眼下の緑も生き生きと茂っている。あの草の絨毯の上で昼寝でもしたらさぞ良い夢が見れるに違いない。そんなことを考えて頭の中で遊んでいた。
――そういえば、あの樹。
ふと、ラオインは最初にこの世界に来たときのことを思い出す。
あの美しい花が降る場所はどこなのだろうか。
いかにも儚い薄紅の花びら。
降ってきていたということは、多分かなり大きな樹に咲く花なのだろう。だが、それらしい薄紅色はみつからない。
――あれは、もう散ってしまったのだろうか。
きっとそうだろうと思いながら、諦めきれずについ窓の外を探してしまう。
「ラオイン」
と、小鳥のような声で名を呼ばれる。
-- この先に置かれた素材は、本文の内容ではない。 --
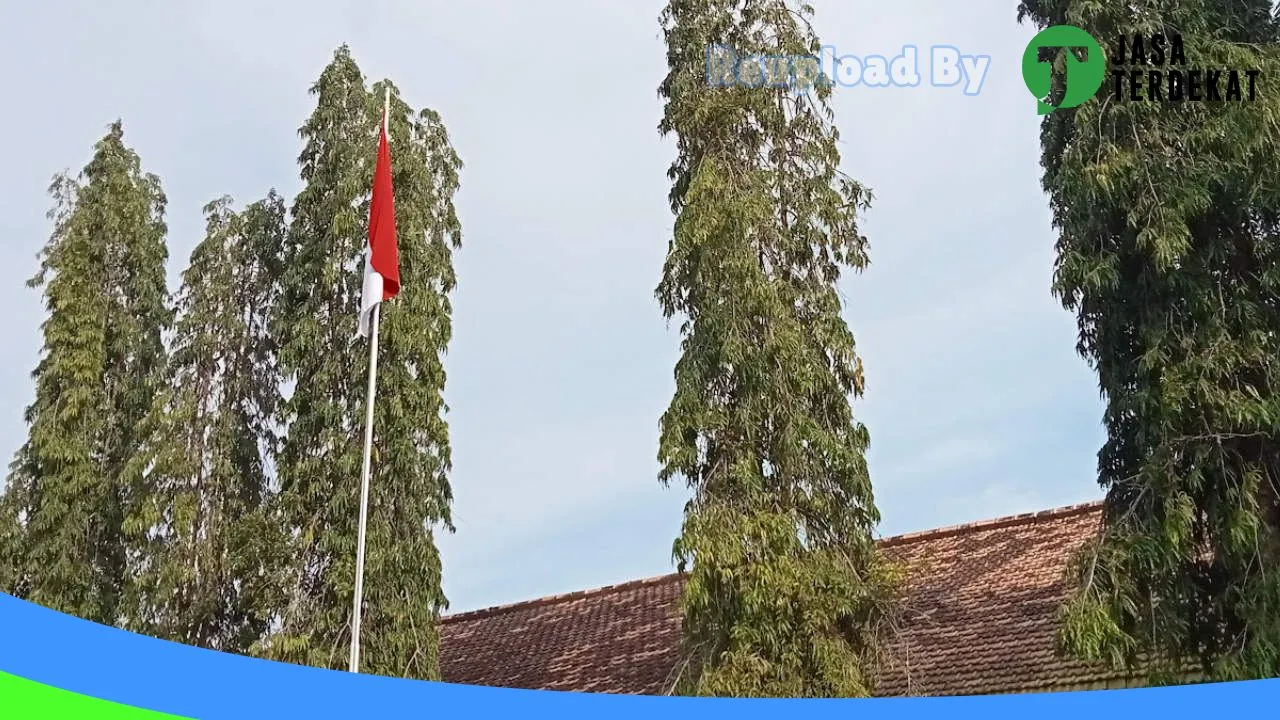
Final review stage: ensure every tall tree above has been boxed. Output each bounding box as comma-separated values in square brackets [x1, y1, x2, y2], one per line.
[1019, 0, 1280, 682]
[125, 192, 285, 653]
[657, 0, 897, 697]
[270, 47, 461, 679]
[0, 122, 170, 623]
ルリだ。
「ラオイン、お針子の召使い人形を連れてきました」
振り返ってみれば、ルリとその背後にもう一人……いや一体、紫色の髪をした人形がちょこんと立っていた。
「……」
その人形は、ルリと同じぐらいか少し低いぐらいの身長だろうか。ほっそりとした体を包んでいるメイド服から伸びる手足も、小さく細く華奢な印象がある。
目立つ紫色の長い髪は、二つのみつあみお下げに纏められていて、まったく同じ色をした硝子の瞳には、いかなる感情も浮かんでなどいない。
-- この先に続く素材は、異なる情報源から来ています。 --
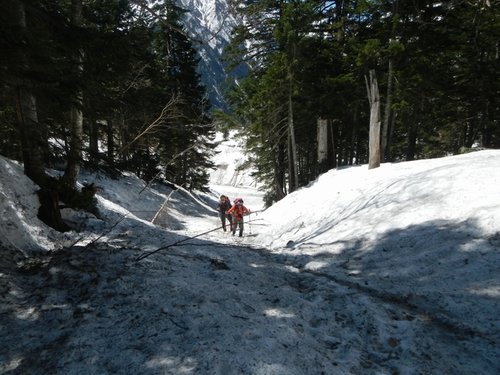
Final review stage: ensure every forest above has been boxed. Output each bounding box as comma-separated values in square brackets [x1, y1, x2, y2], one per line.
[225, 0, 500, 204]
[0, 0, 500, 214]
……これまで見た、どんな人形より人形らしい。というのがラオインの抱いた印象だ。
「さぁ、アメジスティーニャ……ラオインにご挨拶しましょう」
けれど、そんな『人形』に対するルリの目と言葉は、どこか優しい。
ルリは、このアメジスティーニャという名の人形に特別の思い入れでもあるのだろうか。
紫色の人形は、ゆっくりとお辞儀をして……そして例の声――というより音をゆっくりと発する。
「はじめまして。ラオイン様」
ぎぃ、ぎぃぃ……と、球体関節がきしむ音。実際には、そんな気がしているだけなのに。
「この度の、お仕立てのご用命」
ぎぃ、ぎぃ。
「つつしんで承ります」
ぎぃ。
「お好みのデザインはございますか」
じぃっと、生命のない紫色の硝子に見つめられて、ラオインは動けなかった。……ほんの、一瞬だけだが。
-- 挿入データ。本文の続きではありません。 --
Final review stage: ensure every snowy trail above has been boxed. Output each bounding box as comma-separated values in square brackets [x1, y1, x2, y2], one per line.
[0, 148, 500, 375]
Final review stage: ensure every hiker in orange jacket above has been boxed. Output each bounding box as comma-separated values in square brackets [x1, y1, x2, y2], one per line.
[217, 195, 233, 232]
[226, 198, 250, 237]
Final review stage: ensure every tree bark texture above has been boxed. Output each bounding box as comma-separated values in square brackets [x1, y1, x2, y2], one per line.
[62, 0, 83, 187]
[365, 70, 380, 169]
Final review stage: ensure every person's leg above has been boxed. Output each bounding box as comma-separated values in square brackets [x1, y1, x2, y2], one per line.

「あ、あぁ。デザインの好みは特にないが、できれば動きやすい方が良い。あと、このボタンという留め具は便利なので、それを使ってくれるか」
そう自分の意見を『彼女』に述べる。
アメジスティーニャはそれを、こくこくと頷くような動きで聞いていてくれた。
ルリは、少しうつむいてその場にじっと立っていた。
ラオインがちらりと見たその瞳は、どこか切なそうに、寂しそうにしていたが……彼女が自分から言わないのなら、理由は聞くことは出来ないだろう。今は、まだ。
数日後、仕立て上がり届けられた衣服を手に取って、ラオインは驚くより他に無かった。
真っ白で清潔なシャツ。どこまでも正確で丁寧な美しい縫い目。軽く、しなやかでなめらかな手触り。
シャツ一つとっても、故郷ではありえないような……質の良すぎる品だ。
「あの、気に入ってくださいましたか?」
おずおずとラオインの様子をうかがっているルリに、問い返す。
「どうして」
「え……?」
「どうして、ここまで良くしてくださるのか」
その疑問に、青色の綺麗な瞳をまっすぐに向けて、ルリは答えをくれた。